This is a follow-up post to the previous post on the pending paper:
“Assessing the consistency between short-term global temperature trends in observations and climate model projections"
by Patrick Michaels, Chip Knappenberger, John Christy, Chad Herman, Lucia Liljegren and James Annan
I'm calling it the Knappenberger study because the only hard information I have is Chip's talk at the ICCC meeting. But James Annan has confirmed that Chip's plots, if not the language, are from the paper.
Fallacy is likely because, as I showed in the previous post, the picture presented there is considerably different after just four months of new readings. Scientific truth should at least be durable enough to outlast the publication process.
The major fallacy
Chip's talk did not provide an explicit measure of the statistical significance of their claim of non-warming, despite hints that this was the aim. The main message we're meant to take, according to James, is
"the obs are near the bottom end of the model range"
Amd that's certainly what the plots suggest - the indices are scraping against that big black 95% level. This is explicit in Chip's slide 11:
"In the HadCRUT, RSS, and UAH observed datasets, the current trends of length 8, 12, and 13 years are expected from the models to occur with a probability of less than 1 in 20. "

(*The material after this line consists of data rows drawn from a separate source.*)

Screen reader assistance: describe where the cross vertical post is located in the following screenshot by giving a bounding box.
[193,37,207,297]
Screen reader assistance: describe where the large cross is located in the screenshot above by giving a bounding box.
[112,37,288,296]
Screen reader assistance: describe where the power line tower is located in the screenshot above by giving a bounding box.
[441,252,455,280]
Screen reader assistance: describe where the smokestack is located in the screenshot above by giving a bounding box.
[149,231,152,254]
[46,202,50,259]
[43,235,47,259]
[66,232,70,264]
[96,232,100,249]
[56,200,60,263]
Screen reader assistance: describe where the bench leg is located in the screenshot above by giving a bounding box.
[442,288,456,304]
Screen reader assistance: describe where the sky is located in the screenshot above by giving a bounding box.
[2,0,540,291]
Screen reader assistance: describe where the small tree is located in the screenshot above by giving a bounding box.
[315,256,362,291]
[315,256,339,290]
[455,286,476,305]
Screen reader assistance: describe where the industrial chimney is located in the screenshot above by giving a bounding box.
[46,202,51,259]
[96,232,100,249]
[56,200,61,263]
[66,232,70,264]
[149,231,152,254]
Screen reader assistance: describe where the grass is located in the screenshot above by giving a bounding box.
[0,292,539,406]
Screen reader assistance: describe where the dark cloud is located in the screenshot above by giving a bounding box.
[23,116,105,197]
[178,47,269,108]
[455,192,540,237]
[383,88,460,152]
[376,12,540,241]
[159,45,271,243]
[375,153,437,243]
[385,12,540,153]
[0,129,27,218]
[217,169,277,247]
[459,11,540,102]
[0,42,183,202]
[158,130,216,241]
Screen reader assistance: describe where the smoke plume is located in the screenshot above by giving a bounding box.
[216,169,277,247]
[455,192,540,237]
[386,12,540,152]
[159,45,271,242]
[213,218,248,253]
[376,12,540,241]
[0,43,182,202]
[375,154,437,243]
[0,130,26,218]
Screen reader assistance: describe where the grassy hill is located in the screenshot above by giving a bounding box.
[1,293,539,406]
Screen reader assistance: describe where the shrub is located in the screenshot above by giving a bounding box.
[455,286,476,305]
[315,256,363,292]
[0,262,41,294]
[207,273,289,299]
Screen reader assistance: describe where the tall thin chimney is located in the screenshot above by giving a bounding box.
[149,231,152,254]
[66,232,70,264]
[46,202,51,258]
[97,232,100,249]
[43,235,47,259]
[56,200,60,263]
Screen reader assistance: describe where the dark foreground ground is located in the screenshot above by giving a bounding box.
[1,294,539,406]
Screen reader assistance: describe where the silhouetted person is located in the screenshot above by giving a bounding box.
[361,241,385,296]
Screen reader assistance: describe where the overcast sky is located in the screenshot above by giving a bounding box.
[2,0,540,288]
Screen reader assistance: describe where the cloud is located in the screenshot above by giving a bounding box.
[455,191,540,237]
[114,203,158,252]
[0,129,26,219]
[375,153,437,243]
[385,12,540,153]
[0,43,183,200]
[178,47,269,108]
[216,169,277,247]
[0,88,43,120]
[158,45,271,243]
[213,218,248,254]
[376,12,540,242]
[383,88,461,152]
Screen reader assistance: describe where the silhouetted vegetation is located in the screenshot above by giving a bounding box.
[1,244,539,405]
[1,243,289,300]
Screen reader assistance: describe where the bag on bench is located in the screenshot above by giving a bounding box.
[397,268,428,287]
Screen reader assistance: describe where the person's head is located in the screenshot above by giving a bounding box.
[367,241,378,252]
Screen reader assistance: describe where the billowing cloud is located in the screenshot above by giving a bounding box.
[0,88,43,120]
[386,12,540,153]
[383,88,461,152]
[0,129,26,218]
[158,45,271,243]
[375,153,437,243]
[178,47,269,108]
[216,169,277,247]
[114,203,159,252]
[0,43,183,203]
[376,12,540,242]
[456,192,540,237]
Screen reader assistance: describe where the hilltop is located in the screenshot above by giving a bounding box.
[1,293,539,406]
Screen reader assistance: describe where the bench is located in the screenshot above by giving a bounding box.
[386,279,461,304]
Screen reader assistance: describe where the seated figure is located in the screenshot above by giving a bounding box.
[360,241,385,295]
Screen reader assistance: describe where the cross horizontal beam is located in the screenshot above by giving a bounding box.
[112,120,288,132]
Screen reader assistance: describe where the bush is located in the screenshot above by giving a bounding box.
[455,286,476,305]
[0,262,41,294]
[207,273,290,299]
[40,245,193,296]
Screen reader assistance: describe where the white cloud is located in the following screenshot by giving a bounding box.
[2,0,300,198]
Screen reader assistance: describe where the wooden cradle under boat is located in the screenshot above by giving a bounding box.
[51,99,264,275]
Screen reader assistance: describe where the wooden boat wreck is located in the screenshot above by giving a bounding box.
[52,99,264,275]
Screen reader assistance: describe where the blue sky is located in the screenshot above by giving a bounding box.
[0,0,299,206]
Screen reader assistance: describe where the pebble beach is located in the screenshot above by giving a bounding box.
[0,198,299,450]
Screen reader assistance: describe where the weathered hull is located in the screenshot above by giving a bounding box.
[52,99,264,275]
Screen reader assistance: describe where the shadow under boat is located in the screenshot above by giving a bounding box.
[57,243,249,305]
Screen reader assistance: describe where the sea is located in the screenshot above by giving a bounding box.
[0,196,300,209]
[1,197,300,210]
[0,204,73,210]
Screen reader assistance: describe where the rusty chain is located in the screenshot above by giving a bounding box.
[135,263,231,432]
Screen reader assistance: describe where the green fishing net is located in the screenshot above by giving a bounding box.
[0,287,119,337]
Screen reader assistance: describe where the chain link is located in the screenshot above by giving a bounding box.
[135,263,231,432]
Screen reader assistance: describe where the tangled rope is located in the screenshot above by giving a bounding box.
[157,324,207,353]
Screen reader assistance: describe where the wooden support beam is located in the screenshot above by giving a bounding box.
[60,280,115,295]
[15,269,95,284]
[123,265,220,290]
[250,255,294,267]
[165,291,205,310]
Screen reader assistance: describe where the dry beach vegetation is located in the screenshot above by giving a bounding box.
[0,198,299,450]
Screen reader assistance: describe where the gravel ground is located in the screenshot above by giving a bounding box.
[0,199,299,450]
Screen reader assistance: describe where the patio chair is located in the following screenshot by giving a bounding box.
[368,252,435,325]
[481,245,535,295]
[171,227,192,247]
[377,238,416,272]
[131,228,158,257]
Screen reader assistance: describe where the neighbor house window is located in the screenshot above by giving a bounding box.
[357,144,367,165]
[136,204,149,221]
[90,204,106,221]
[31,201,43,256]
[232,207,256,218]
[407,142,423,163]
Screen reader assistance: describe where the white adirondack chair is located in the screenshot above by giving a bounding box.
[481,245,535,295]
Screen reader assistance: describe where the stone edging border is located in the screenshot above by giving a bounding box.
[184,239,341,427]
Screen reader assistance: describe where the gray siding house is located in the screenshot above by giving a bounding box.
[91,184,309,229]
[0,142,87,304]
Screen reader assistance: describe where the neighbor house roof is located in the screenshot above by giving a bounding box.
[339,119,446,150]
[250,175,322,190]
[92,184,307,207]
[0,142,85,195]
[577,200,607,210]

But here's the fallacy - that 95% range is not a measure of expected spread of the observations. It expresses the likelihood that a model output will be that far from the central measure of this particular selection of models. It measures computational variability and may include some measure of spread of model bias. But it includes nothing of the variability of actual measured weather.

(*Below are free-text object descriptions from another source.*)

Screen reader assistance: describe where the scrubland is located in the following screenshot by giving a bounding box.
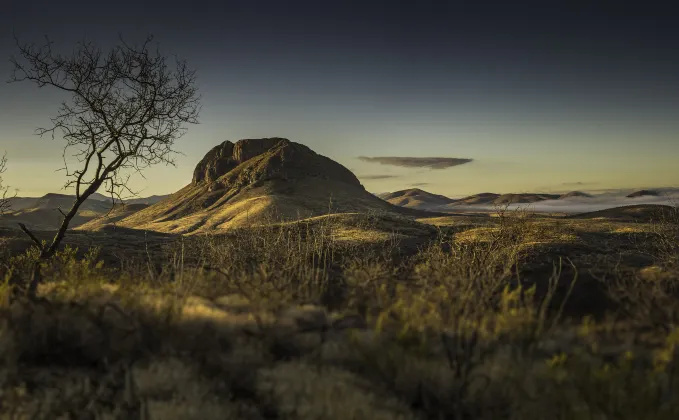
[1,205,679,419]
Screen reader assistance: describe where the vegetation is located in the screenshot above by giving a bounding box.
[0,153,14,215]
[1,204,678,419]
[8,34,200,294]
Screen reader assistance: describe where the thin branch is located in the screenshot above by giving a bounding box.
[18,223,44,250]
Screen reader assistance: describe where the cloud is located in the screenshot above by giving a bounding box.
[357,156,473,169]
[359,174,399,180]
[561,181,598,187]
[410,182,430,187]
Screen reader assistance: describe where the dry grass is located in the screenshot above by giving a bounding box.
[1,205,679,419]
[108,177,436,235]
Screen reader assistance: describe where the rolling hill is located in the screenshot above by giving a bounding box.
[566,204,676,222]
[453,193,500,205]
[626,190,660,198]
[1,192,168,231]
[492,193,560,204]
[379,188,456,210]
[445,192,560,207]
[75,203,151,231]
[7,193,114,212]
[0,207,107,231]
[559,191,592,199]
[0,193,116,230]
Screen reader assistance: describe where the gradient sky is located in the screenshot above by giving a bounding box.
[1,0,678,198]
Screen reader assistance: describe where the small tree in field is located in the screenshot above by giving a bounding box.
[9,34,200,292]
[0,152,14,215]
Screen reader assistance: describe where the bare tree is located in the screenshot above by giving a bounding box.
[9,34,200,292]
[0,152,15,215]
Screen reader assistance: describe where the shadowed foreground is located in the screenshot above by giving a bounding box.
[1,207,679,419]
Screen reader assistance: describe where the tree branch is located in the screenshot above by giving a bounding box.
[18,223,44,250]
[9,33,200,265]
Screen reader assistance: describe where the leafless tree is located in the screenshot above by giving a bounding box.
[0,152,15,215]
[9,34,201,293]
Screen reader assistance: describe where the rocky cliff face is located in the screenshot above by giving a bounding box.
[192,141,232,184]
[191,137,363,190]
[192,138,299,184]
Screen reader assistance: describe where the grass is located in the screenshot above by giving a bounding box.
[0,205,678,419]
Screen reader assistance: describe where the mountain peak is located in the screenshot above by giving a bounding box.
[191,138,298,184]
[110,138,438,233]
[192,137,361,190]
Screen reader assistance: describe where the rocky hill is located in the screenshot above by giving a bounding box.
[107,138,438,234]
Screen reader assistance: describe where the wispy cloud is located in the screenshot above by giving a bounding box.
[359,174,399,180]
[561,181,598,187]
[357,156,473,169]
[410,182,430,187]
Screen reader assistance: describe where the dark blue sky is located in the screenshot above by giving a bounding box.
[1,1,679,196]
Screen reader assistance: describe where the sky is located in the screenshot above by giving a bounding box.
[1,0,678,198]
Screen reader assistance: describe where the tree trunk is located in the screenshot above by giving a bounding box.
[23,180,107,297]
[43,180,106,259]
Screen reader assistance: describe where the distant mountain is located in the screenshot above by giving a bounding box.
[0,193,115,231]
[78,192,169,205]
[492,193,560,204]
[567,204,675,222]
[453,193,500,205]
[24,193,113,213]
[0,207,107,231]
[627,190,660,198]
[6,196,42,211]
[89,192,118,202]
[446,192,557,206]
[559,191,593,199]
[7,192,167,211]
[448,192,598,207]
[1,192,169,230]
[380,188,455,210]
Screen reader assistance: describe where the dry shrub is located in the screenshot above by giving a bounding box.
[597,205,679,330]
[649,204,679,268]
[257,362,416,420]
[132,357,262,420]
[2,204,679,419]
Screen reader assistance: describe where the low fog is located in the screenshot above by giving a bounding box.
[451,191,679,214]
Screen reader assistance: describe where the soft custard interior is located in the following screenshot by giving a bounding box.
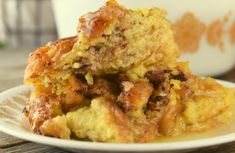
[24,0,234,143]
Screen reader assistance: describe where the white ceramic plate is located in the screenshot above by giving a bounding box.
[0,80,235,153]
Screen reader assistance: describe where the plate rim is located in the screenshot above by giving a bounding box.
[0,79,235,152]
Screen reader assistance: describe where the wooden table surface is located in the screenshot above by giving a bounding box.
[0,50,235,153]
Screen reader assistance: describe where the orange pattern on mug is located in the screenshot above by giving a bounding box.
[207,20,225,52]
[173,12,206,53]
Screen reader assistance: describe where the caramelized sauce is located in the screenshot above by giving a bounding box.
[79,0,125,39]
[48,36,77,64]
[152,117,235,142]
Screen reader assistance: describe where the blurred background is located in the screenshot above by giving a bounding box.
[0,0,58,91]
[0,0,57,48]
[0,0,235,91]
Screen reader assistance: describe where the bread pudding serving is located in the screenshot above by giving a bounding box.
[24,0,234,143]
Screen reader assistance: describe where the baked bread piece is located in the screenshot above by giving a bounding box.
[59,0,179,76]
[66,97,134,143]
[24,0,234,143]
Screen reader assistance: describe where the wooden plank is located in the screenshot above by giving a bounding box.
[0,142,70,153]
[218,67,235,82]
[0,132,27,149]
[0,50,29,92]
[190,142,235,153]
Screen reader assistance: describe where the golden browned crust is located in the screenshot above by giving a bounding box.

The GISS etc indices of course include measurement uncertainty, which the models don't have. But they also include lots of physical effects which it is well-known that the models can't predict - eg volcanoes, ENSO etc. There haven't been big vocanoes lately, but small ones have an effect too. And that's the main reason why this particular graph looks wobbly as new data arrives. Weather variability is not there, and it's big.